Я смотрела на записку дольше, чем следовало. Хотя у меня было полно открыток от тёти — ко дню рождения, ко Дню святого Валентина, к Рождеству — спрятанных в шкатулке с украшениями в спальне, видеть её новый, живой почерк всё равно было непросто.

Я думала, что больше никогда не увижу этих строчек. Это было глупо. Я знала, что это глупо. Но теперь её осталось чуть больше, чем было раньше. Летние поездки за границу…

Незнакомец вывел меня из мыслей, уверенно спросив:

— Теперь всё прояснилось?

Я сжала челюсти.

— Нет, вообще-то.

Его уверенность дрогнула.

— …Нет?

— Нет. Потому что мисс Норрис умерла три года назад. А в её квартиру въехала молодая пара, которая выбросила все её старинные музыкальные шкатулки и скрипку, потому что завещать их было некому. Моя тётя хотела их спасти, но не успела, и они сгнили под дождём на обочине.

Он нахмурился.

— «Каждое лето»? Да нет, я только на прошлой неделе с ней говорил…

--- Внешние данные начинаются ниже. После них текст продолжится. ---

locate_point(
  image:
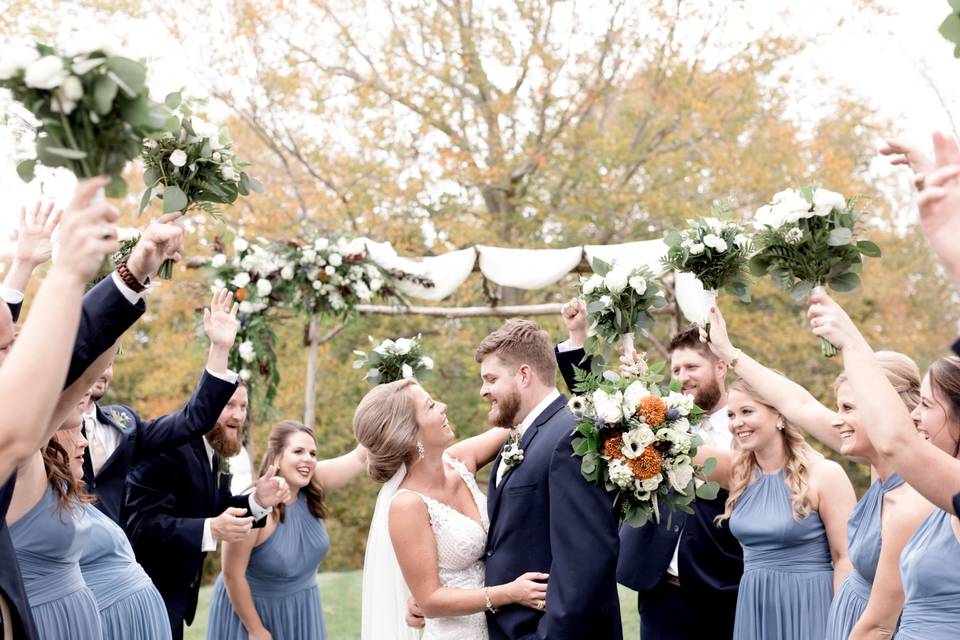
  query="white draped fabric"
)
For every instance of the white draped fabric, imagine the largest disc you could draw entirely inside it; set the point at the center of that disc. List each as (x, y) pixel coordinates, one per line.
(527, 268)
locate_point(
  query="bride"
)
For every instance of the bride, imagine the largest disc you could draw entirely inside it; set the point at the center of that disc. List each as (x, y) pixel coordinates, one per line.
(429, 530)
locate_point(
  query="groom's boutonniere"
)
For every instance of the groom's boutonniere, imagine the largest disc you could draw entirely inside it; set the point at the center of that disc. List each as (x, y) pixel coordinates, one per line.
(512, 453)
(121, 418)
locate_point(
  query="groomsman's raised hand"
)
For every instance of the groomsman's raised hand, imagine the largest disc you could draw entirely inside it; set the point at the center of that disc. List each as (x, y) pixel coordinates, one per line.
(221, 325)
(88, 233)
(162, 240)
(271, 489)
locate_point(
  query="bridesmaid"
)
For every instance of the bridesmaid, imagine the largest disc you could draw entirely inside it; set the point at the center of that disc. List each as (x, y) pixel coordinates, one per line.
(268, 587)
(929, 564)
(887, 514)
(130, 607)
(788, 507)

— Это не смешно, — резко перебила я, крепче сжимая подушку с пайеточным лицом Джеффа Голдблюма.

Он моргнул, затем медленно кивнул.

— Ладно… Я соберу вещи и уйду, хорошо?

Я попыталась не выглядеть слишком облегчённой.

— Отлично.

Он опустил руки и молча развернулся, направляясь в спальню тёти.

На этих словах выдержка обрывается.